When cells become insulin resistant, which is very common in society today, both blood sugar and insulin levels go up significantly and stay elevated.
Chronically elevated insulin, which is termed hyperinsulinemia, is proven to lead to elevated fat storage and weight gain as well as many metabolic health issues, including insulin resistance, metabolic syndrome, type II diabetes and obesity. (4, 5)
Actions to improve insulin sensitivity:
- Avoid or minimize sugar intake: High amounts of sucrose and fructose promote insulin resistance and raise insulin levels. (8, 9)
- Reduce your carbohydrates consumption: Low carb diets are proven to cause an immediate drop in insulin levels. (10, 11)
- Eat more protein: Protein actually raises the metabolism through thermogenesis. Also, it leads to long-term reductions in insulin resistance by helping you reduce body fat. (12, 13)
- Include plenty of healthy fats: The omega-3 polyunsaturated fat found in fatty fish like salmon, tuna, herring, mackerel and halibut can help lower fasting insulin levels. (14)
- Increase magnesium: Individuals that are insulin resistance are often times found deficient in magnesium which helps improve insulin sensitivity. (15)
- Exercise regularly: Increased physical activity through walking, jogging or resistance training has been shown an improve insulin sensitivity. (16, 17)
Leptin is a hormone produced by our fat cells which plays a crucial role in appetite and weight control.

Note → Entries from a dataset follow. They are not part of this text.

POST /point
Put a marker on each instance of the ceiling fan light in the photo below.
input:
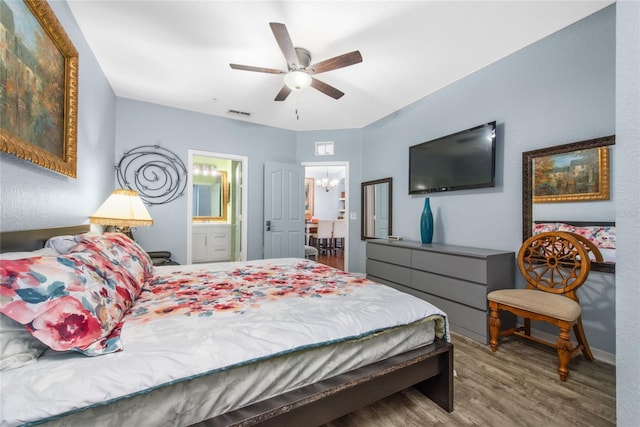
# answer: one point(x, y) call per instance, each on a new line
point(297, 80)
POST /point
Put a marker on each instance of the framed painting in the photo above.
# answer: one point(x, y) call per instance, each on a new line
point(571, 176)
point(309, 187)
point(38, 116)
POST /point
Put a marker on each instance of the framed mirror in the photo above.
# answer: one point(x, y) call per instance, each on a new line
point(210, 198)
point(376, 209)
point(558, 186)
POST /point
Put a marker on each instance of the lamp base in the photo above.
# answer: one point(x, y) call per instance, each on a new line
point(127, 231)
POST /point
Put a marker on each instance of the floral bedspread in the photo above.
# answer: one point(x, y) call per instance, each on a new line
point(202, 292)
point(190, 321)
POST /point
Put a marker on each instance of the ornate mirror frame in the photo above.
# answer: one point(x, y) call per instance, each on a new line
point(527, 183)
point(224, 200)
point(364, 212)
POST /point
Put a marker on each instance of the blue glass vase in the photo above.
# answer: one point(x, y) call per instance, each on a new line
point(426, 223)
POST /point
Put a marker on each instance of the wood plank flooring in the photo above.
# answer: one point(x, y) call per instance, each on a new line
point(332, 260)
point(516, 386)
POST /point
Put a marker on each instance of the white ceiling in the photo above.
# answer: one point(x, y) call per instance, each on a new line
point(177, 53)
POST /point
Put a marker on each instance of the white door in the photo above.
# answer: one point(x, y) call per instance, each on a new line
point(284, 227)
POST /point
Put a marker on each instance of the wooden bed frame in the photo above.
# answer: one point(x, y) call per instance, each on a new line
point(429, 369)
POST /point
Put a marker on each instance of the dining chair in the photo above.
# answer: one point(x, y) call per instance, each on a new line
point(324, 235)
point(339, 234)
point(554, 264)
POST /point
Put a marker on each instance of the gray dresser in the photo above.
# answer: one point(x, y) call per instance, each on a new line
point(454, 278)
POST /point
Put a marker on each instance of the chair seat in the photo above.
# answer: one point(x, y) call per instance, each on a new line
point(311, 253)
point(547, 304)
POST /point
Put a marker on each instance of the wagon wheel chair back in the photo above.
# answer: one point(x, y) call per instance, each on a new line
point(554, 264)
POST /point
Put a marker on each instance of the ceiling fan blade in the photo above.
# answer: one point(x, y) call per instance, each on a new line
point(286, 46)
point(336, 62)
point(326, 89)
point(256, 69)
point(284, 92)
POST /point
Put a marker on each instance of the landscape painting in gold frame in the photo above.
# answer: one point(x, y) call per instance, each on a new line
point(39, 118)
point(572, 176)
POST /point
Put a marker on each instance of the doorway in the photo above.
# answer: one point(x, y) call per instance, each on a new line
point(327, 198)
point(222, 178)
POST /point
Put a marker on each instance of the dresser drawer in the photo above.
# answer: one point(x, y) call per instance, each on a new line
point(390, 254)
point(219, 239)
point(219, 254)
point(466, 268)
point(391, 272)
point(468, 293)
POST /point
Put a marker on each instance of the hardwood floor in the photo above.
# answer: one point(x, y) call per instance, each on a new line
point(333, 260)
point(516, 386)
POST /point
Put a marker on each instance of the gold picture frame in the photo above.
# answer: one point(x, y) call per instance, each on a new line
point(40, 124)
point(572, 176)
point(309, 188)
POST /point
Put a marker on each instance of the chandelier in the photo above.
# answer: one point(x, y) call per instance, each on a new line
point(327, 185)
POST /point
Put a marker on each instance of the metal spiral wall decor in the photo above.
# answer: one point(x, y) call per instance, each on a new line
point(157, 174)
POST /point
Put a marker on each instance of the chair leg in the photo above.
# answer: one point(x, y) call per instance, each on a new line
point(564, 351)
point(582, 339)
point(494, 325)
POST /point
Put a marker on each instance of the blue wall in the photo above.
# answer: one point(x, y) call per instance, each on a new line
point(139, 123)
point(556, 91)
point(627, 211)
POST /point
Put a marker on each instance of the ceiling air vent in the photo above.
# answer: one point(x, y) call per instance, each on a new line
point(239, 113)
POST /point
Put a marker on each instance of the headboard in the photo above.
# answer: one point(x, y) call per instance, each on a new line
point(30, 240)
point(609, 254)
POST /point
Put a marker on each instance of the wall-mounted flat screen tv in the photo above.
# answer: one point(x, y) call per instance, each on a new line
point(459, 161)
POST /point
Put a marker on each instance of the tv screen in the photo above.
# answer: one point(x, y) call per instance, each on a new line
point(459, 161)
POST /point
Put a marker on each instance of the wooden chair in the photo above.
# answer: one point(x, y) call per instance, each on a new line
point(555, 265)
point(323, 236)
point(339, 234)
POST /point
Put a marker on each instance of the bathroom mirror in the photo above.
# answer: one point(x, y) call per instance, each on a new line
point(376, 209)
point(553, 193)
point(210, 198)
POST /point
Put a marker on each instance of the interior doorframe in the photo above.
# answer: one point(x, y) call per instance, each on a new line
point(245, 191)
point(347, 212)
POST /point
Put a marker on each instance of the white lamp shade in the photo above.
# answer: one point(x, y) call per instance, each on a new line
point(123, 208)
point(297, 80)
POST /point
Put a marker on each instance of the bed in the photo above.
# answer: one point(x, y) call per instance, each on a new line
point(229, 358)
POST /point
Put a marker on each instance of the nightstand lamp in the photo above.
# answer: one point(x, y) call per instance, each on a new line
point(123, 209)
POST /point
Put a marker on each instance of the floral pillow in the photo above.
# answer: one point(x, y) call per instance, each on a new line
point(69, 302)
point(544, 227)
point(122, 252)
point(603, 237)
point(17, 346)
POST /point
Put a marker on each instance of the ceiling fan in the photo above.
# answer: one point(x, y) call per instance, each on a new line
point(299, 71)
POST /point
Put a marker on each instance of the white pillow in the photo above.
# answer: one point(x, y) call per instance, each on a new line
point(12, 256)
point(64, 244)
point(61, 244)
point(17, 346)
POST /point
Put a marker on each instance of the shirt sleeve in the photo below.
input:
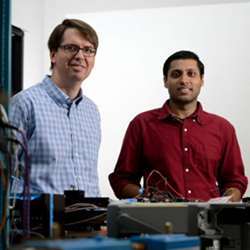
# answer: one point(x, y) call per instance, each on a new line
point(232, 168)
point(128, 168)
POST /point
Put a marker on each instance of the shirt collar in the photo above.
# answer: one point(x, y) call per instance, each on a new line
point(58, 95)
point(199, 115)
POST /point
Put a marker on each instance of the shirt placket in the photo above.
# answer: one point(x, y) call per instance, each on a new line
point(187, 170)
point(75, 148)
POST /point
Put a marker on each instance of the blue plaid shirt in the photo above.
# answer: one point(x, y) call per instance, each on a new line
point(63, 139)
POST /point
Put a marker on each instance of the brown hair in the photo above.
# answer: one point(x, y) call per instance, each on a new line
point(85, 29)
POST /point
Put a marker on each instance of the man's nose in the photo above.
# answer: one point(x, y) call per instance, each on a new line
point(184, 78)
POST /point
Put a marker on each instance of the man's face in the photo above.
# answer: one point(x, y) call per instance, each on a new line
point(183, 81)
point(70, 67)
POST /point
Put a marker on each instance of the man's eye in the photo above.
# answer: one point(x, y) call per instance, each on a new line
point(72, 48)
point(192, 73)
point(175, 74)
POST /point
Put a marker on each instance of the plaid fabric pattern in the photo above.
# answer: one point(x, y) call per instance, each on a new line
point(63, 138)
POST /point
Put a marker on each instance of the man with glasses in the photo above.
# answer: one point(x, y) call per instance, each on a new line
point(182, 151)
point(61, 124)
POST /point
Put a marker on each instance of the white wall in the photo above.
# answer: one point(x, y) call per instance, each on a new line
point(134, 44)
point(28, 15)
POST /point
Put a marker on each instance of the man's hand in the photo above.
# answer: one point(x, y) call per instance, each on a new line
point(234, 193)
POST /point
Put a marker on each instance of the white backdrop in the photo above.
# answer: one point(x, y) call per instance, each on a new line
point(134, 44)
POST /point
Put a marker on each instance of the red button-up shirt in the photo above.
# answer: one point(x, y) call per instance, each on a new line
point(198, 156)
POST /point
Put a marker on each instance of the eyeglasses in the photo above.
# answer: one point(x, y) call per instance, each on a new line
point(74, 49)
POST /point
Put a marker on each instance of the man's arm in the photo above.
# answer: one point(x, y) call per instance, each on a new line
point(125, 180)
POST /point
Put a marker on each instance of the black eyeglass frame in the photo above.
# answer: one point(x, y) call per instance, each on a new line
point(74, 49)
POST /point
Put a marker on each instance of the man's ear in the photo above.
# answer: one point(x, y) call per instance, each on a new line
point(165, 82)
point(202, 80)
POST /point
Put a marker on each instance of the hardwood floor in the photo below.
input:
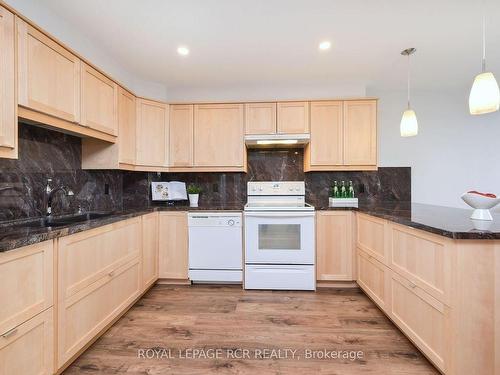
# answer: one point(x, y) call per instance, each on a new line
point(184, 318)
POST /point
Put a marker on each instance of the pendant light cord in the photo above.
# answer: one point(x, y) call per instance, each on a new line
point(483, 66)
point(408, 86)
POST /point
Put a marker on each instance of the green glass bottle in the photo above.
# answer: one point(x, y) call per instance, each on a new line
point(351, 190)
point(335, 190)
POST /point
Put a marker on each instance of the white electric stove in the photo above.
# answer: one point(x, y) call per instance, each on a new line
point(279, 237)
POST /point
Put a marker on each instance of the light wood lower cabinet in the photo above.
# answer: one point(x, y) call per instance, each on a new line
point(29, 348)
point(334, 246)
point(26, 277)
point(374, 279)
point(150, 241)
point(173, 245)
point(8, 102)
point(371, 237)
point(422, 258)
point(100, 273)
point(85, 314)
point(424, 319)
point(88, 256)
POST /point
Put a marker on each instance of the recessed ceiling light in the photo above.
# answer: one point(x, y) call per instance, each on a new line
point(325, 45)
point(183, 51)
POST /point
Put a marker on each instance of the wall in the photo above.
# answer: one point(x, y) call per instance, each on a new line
point(454, 152)
point(56, 26)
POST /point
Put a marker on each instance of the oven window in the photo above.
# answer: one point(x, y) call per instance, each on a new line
point(279, 236)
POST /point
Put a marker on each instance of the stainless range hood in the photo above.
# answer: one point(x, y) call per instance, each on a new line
point(277, 140)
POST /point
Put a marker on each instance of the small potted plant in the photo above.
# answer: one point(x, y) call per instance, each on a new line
point(194, 194)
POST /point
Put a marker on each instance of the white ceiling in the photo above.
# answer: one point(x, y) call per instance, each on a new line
point(238, 43)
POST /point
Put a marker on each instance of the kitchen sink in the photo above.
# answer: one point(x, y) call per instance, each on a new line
point(68, 220)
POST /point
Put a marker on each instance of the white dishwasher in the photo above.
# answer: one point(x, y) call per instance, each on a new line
point(215, 247)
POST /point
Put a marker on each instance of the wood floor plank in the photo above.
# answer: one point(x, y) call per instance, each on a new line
point(229, 319)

It’s considered a “satiety hormone” and has two major functions (reducing appetite and making you feel full).
This hormone communicates directly with the hypothalamus, the portion of the brain that plays an important role in the regulation and control of hunger and appetite. How it does this is by signaling the brain that there’s enough fat in storage and no more is needed, which helps prevent overeating.
Most people who are overweight or obese usually have a fairly high level of leptin in their blood. In fact, one study found that leptin levels in obese people were as much as four times greater than in people of normal weight. (18)

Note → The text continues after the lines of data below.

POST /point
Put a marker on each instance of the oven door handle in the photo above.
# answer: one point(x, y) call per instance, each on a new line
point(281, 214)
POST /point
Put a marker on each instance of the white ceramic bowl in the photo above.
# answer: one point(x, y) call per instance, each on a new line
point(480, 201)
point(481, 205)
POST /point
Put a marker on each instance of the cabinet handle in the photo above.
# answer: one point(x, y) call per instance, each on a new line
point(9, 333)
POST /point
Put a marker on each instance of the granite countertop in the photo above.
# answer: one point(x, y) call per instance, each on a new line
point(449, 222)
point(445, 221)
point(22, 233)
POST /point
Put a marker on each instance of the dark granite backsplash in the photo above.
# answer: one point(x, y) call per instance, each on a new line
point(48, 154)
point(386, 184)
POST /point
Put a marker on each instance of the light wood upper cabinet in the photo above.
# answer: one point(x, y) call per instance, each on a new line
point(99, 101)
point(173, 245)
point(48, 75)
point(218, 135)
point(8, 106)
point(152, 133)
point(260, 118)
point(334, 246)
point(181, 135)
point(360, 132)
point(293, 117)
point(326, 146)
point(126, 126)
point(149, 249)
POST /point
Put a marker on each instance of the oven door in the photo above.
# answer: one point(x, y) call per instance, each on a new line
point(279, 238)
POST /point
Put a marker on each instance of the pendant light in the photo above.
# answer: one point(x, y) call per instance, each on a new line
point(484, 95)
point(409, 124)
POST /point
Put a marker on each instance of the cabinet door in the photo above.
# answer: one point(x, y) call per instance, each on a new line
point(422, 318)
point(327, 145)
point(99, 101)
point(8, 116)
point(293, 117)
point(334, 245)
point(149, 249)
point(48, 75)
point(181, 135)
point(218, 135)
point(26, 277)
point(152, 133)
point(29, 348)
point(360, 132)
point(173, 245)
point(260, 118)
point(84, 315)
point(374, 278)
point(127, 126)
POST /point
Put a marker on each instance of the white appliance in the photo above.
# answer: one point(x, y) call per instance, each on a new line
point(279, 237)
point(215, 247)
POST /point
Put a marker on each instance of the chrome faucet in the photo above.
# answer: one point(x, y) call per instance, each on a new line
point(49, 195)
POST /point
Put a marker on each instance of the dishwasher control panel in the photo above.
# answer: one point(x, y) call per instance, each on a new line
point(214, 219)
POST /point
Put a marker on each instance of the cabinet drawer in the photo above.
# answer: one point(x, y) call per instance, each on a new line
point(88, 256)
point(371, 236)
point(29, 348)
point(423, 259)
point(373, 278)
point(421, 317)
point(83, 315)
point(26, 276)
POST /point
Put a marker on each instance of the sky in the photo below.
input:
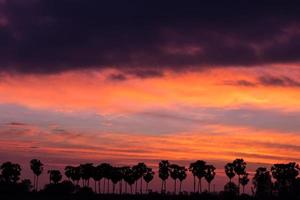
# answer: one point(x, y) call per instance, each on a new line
point(140, 81)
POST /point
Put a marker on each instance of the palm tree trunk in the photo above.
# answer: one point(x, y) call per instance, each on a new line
point(37, 183)
point(239, 184)
point(147, 185)
point(103, 185)
point(141, 188)
point(200, 186)
point(34, 182)
point(180, 186)
point(174, 186)
point(194, 183)
point(99, 186)
point(136, 187)
point(107, 186)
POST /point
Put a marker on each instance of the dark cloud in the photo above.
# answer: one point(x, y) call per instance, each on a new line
point(117, 77)
point(46, 36)
point(16, 124)
point(278, 81)
point(240, 83)
point(267, 80)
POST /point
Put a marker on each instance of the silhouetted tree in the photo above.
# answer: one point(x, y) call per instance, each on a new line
point(86, 171)
point(69, 170)
point(199, 167)
point(181, 176)
point(37, 168)
point(129, 177)
point(174, 172)
point(115, 176)
point(231, 190)
point(262, 182)
point(148, 177)
point(163, 174)
point(239, 168)
point(107, 169)
point(98, 174)
point(193, 169)
point(285, 175)
point(140, 170)
point(229, 171)
point(244, 181)
point(10, 172)
point(54, 176)
point(209, 174)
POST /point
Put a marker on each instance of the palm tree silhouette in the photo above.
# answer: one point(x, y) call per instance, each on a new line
point(37, 168)
point(174, 172)
point(209, 174)
point(54, 176)
point(69, 170)
point(193, 169)
point(164, 174)
point(285, 175)
point(148, 177)
point(181, 176)
point(140, 169)
point(115, 176)
point(229, 171)
point(199, 166)
point(97, 176)
point(129, 177)
point(239, 168)
point(244, 181)
point(262, 182)
point(107, 170)
point(86, 171)
point(10, 172)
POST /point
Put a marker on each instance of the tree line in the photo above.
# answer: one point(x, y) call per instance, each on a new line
point(130, 179)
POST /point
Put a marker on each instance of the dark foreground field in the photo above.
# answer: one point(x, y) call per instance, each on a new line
point(152, 196)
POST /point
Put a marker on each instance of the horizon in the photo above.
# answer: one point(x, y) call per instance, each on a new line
point(124, 83)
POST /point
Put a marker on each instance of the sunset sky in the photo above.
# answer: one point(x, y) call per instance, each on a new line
point(131, 81)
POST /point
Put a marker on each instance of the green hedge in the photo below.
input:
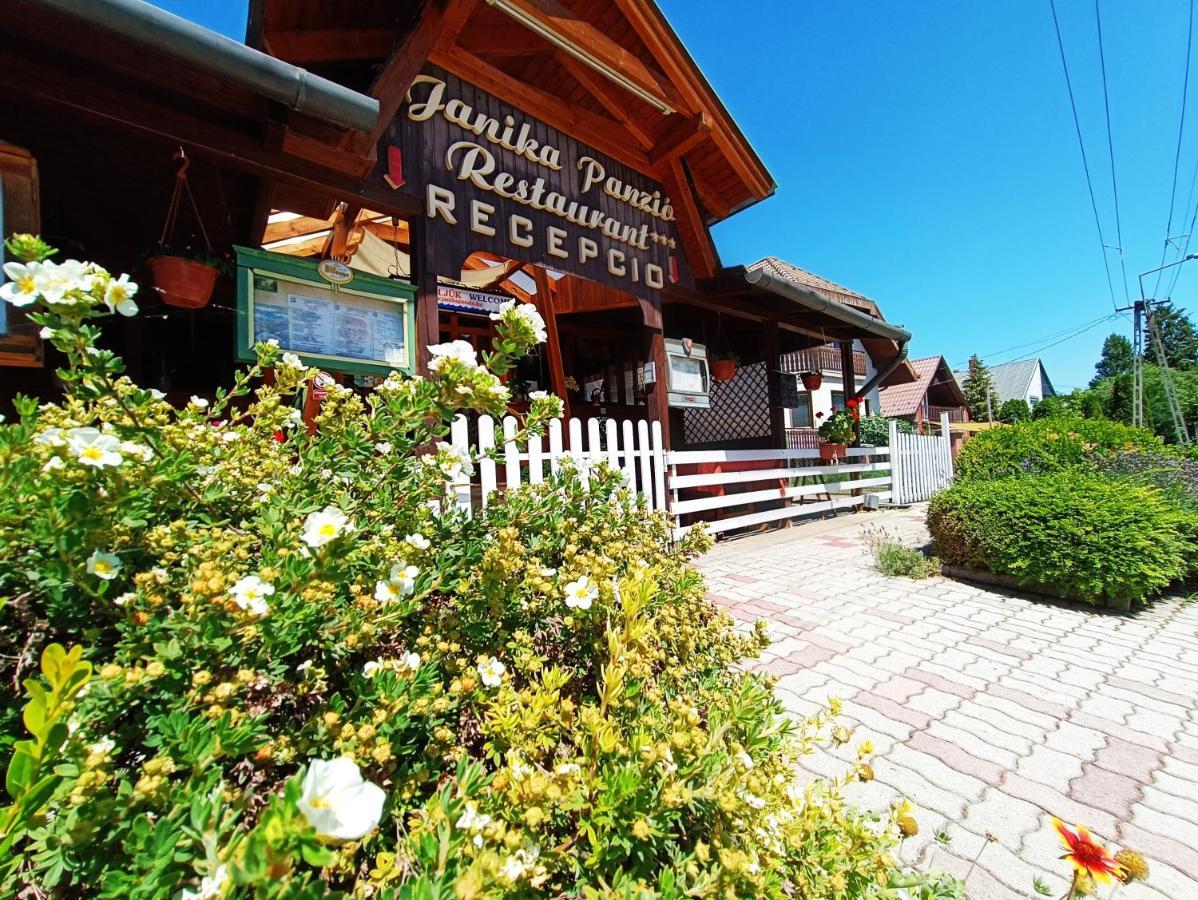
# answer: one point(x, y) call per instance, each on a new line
point(1068, 533)
point(1047, 445)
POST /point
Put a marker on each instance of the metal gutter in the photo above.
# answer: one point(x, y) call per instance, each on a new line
point(817, 302)
point(218, 55)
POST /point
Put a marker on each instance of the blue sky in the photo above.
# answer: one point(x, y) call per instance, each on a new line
point(925, 156)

Because leptin reduces appetite, you would think that obese people, having a higher circulating leptin level, would naturally start to eat less and therefore lose weight. However, for obese individuals the leptin system is malfunctioned. This disconnect is referred to as leptin resistance. (19)

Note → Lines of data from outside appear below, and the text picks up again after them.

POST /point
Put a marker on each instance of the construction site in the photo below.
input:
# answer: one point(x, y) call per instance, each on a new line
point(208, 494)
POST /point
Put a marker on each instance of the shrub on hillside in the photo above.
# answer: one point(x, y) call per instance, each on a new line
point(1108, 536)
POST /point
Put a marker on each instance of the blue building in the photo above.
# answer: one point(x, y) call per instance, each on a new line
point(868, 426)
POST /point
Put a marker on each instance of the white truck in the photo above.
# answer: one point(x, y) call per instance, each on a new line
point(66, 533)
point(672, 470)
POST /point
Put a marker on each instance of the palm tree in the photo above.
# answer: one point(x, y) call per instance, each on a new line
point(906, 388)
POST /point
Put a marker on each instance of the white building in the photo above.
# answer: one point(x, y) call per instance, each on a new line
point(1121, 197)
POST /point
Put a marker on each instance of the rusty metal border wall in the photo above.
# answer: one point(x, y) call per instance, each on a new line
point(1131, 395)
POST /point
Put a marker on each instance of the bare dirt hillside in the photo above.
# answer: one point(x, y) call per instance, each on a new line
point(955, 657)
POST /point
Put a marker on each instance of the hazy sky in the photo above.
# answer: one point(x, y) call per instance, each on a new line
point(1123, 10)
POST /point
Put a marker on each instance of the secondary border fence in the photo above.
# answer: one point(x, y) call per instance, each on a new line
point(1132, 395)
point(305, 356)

When the leptin signal is impaired, the message to stop eating doesn’t get through to the brain. Therefore, the brain doesn’t realize you already have enough energy stored. So, in essence, your brain thinks you’re starving, and therefore you’re driven to eat. (20)
Leptin levels are also reduced when you lose weight, which is one of the reasons it is so hard to maintain weight loss in the long-term. The brain once again thinks you are starving, and pushes you to eat more in order to produce more leptin. (21)
Actions to improving leptin sensitivity:
- Avoid inflammatory foods: Limit foods that create inflammation such as highly processed carbohydrates, sugary drinks, industrialized vegetable and seed oils, and trans-fat.
- Eat more anti-inflammatory foods: such as fatty fish, bok choy, ginger and berries. (24, 25)
- Exercise regularly: Moderate physical activity has been shown to improve leptin sensitivity. (26, 27)
- Supplement wisely: Studies show that people using alpha-lipoic acid and fish oil were able to lose more weight while having a smaller decrease in leptin than those not taking the supplement. (28
Ghrelin is termed by many professionals in the nutrition industry as the hunger hormone. When your stomach is running on E, it releases this rather fast acting hormone, which then sends a messaging signal to the hypothalamus, a region in the brain that controls body temperature, thirst, hunger, and other homeostatic systems, telling you to eat. (29)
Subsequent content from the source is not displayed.